The Cheshire Building Society was a building society based in Macclesfield, Cheshire, England. It was the 11th largest building society in the United Kingdom based on total assets of £5 billion on 31 December 2007, prior to merging with the Nationwide Building Society, and was a member of the Building Societies Association. The Cheshire was acquired by Nationwide on 15 December 2008, which was as a result of its approach to the Nationwide in September 2008 regarding a possible merger due to its financial position.

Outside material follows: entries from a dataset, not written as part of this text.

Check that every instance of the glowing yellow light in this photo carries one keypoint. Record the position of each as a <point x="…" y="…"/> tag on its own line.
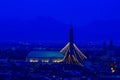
<point x="112" y="69"/>
<point x="45" y="60"/>
<point x="33" y="60"/>
<point x="57" y="61"/>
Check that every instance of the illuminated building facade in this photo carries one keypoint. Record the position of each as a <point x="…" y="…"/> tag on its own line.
<point x="44" y="57"/>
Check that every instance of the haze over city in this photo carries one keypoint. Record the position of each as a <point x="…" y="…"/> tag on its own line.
<point x="49" y="20"/>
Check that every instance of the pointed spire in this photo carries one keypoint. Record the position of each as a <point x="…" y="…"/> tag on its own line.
<point x="71" y="38"/>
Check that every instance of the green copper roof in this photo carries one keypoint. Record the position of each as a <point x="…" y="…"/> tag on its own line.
<point x="45" y="54"/>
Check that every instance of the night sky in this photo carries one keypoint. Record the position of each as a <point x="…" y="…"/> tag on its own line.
<point x="48" y="21"/>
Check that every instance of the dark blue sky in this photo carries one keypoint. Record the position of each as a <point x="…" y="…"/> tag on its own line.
<point x="49" y="20"/>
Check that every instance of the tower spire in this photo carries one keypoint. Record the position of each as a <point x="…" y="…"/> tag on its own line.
<point x="71" y="53"/>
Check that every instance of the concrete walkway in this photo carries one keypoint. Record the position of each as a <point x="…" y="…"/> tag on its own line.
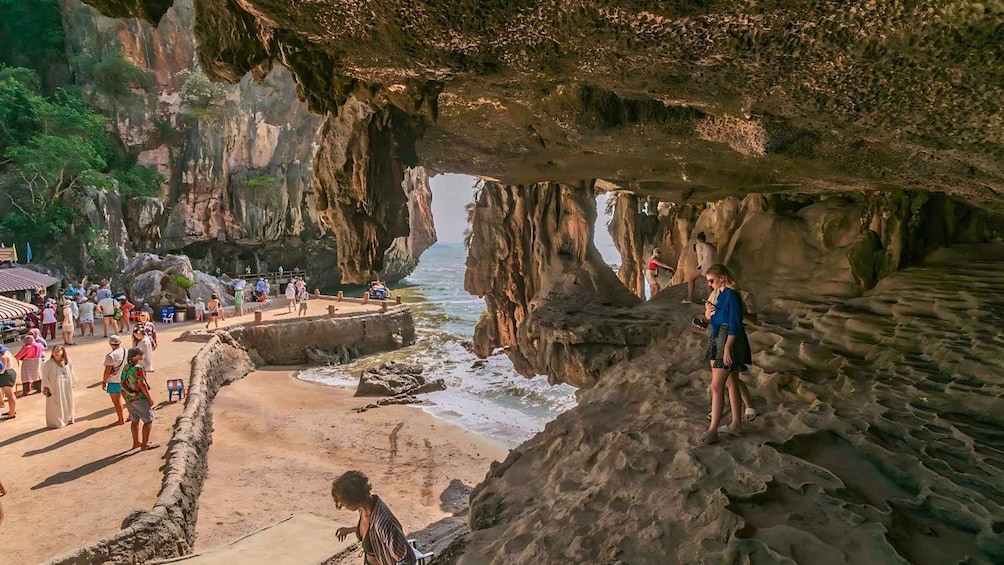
<point x="75" y="485"/>
<point x="303" y="539"/>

The Cheshire continued to operate as a trading division of the Nationwide until it was fully integrated into its parent in October 2014.

History
Established in 1870 in Macclesfield, the Cheshire was one of the first permanent societies. The Society is the product of thirteen mergers, which began in 1969 when the Cheshire merged with the Northwich Building Society. This was followed by a series of smaller mergers through the 1970s and 1980s. The branch network now extends throughout the North West and includes 49 building society branches and 12 property service branches.

Although a regionally based society, the Cheshire operated nationally following the launch of Internet and intermediary sales channels as well as a customer contact centre located in Macclesfield.

On 8 September 2008, it was announced that the Cheshire, along with the Derbyshire Building Society, had agreed to a merger with the Nationwide Building Society, the largest such institution.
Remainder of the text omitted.